Today was my first day of work at IMCEC, a Senegalese MFI based in Dakar. I’m working out of their offices in Thies, a smaller, hotter, dustier, and boringer city about an hour and a half from Dakar. IMCEC currently manages the Kiva partnership in a very decentralized way, and is having a lot of trouble meeting their $80,000 a month fundraising limit – in January they only posted $7,500-worth of loans on the Kiva site. What a waste of free capital!
Happily, they just hired a woman to manage the Kiva process. It’ll be my job to train her and to help IMCEC set up a system that takes advantage of the interest-free capital provided by Kiva in the most efficient way possible. What a fun challenge!
In the meantime, I’m living with one of the IMCEC employees, Marie. After work today, I decided to go for a walk and explore the neighborhood a little bit.
It’s easy to forget that you’re white when you walk around with your African friends and coworkers. This is not the case, however, when you walk around alone.
Every male between the ages of 8 and 28 feels it is necessary to yell things at me that I don’t understand. It’s even more frustrating because some of them are legitimately nice, and if I don’t respond, it’s ME who is being rude. So, I do my best to choose between complete ignorance, a slight smile, or a polite “Bon soir.”
During the short two-minute walk from my house to the little soda shop, one guy earned a response by addressing me with a polite, “Bon soir, mademoiselle.”
“How nice,” I thought.
“Bon soir,” I said.
“Mademoiselle, ou madame?” he asked, as we passed each other (i.e., am I married?).
Sigh. I turned my head behind me to look him directly in the eyes and said, “Madame.”
Then we both laughed, and I felt ok about life. As I turned onto the main road, a little girl started walking next to me, maybe 9 years old. I said hi, asked her what her name was (Maimouna), and kept walking. At the store, she stood next to me the whole time. She was very polite, not asking for anything, and I think not expecting anything. I chose a Sprite for myself, two for my homestay family, and an extra one.
Now, after being in Africa for four months, I am tired of constantly being torn about whether to give or not to give. I’ve seen various philosophies that my friends and acquaintances have adopted. Some give constantly, always buying gifts of food or alcohol or n’importe quoi, and, surprisingly, earning the genuine love and respect of people around them. Some never give, complaining about the annoyance kids who “guard” their cars while they are in the parking lot and then ask for a bit of money afterwards. My Togolese friends used to give regularly to the people begging on the sides of the road, literally throwing change at them as we passed.

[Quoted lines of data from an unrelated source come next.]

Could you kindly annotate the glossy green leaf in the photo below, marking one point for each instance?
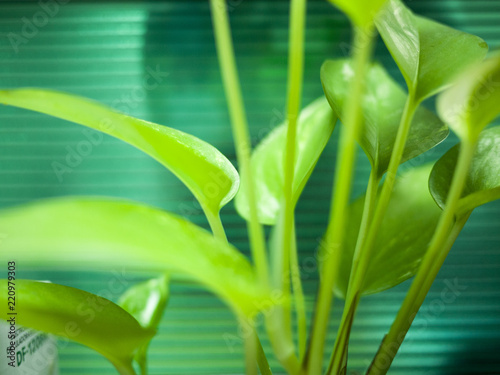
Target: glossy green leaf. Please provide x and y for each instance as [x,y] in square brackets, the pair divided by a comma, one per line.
[146,302]
[361,12]
[383,105]
[314,128]
[483,179]
[408,226]
[473,102]
[71,233]
[429,54]
[201,167]
[79,316]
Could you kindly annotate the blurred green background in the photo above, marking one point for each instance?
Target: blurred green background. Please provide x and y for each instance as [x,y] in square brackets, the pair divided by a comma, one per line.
[104,49]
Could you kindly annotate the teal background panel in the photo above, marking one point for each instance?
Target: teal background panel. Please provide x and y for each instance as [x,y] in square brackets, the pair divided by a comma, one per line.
[105,49]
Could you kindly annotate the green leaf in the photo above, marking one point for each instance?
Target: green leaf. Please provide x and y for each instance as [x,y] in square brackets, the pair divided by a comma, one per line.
[201,167]
[146,302]
[361,12]
[79,316]
[408,226]
[383,105]
[76,233]
[429,54]
[472,103]
[483,179]
[314,128]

The other day I was in a pick-up truck in the absolute middle of nowhere with a Senegalese friend. We passed two women and two children on the side of the road. I have to admit – I didn’t even see them there. My friend did, however, and he stopped the car. “Can we take them?” he asked me in French.
“Of course,” I said.
We drove them to the nearest town, which is where we were going anyway. It was far – maybe half an hour or more. As they got out of the car, the sun was setting. If we hadn’t helped them, I have no idea how they ever would have gotten where they needed to go.
As the last woman got out of the car, she said something in Wolof, the local language.
“What did she say?” I asked, as we started on our way.
“She said that we will never know what we just did for them,” my friend told me.
Back to the soda shop. I considered all the reasons not to give my little friend a soda – I don’t want her to think that every time she sees a white person, she might get something from them. That is a real, real concern for me. I also don’t want to make myself feel good just because I do something that involves literally no sacrifice and that I am able to do just because of where I happen to have been born.
So, I can’t give Abozu my camera. But sometimes you just want to buy a little girl a soda. So I handed Maimouna the Sprite and told her to study hard in school.
I haven’t figured out my life philosophy on giving or not giving. But there are lines we all have to draw, and when you’re drawing those lines, it doesn’t hurt to remember that you might never know what you are really doing for someone else.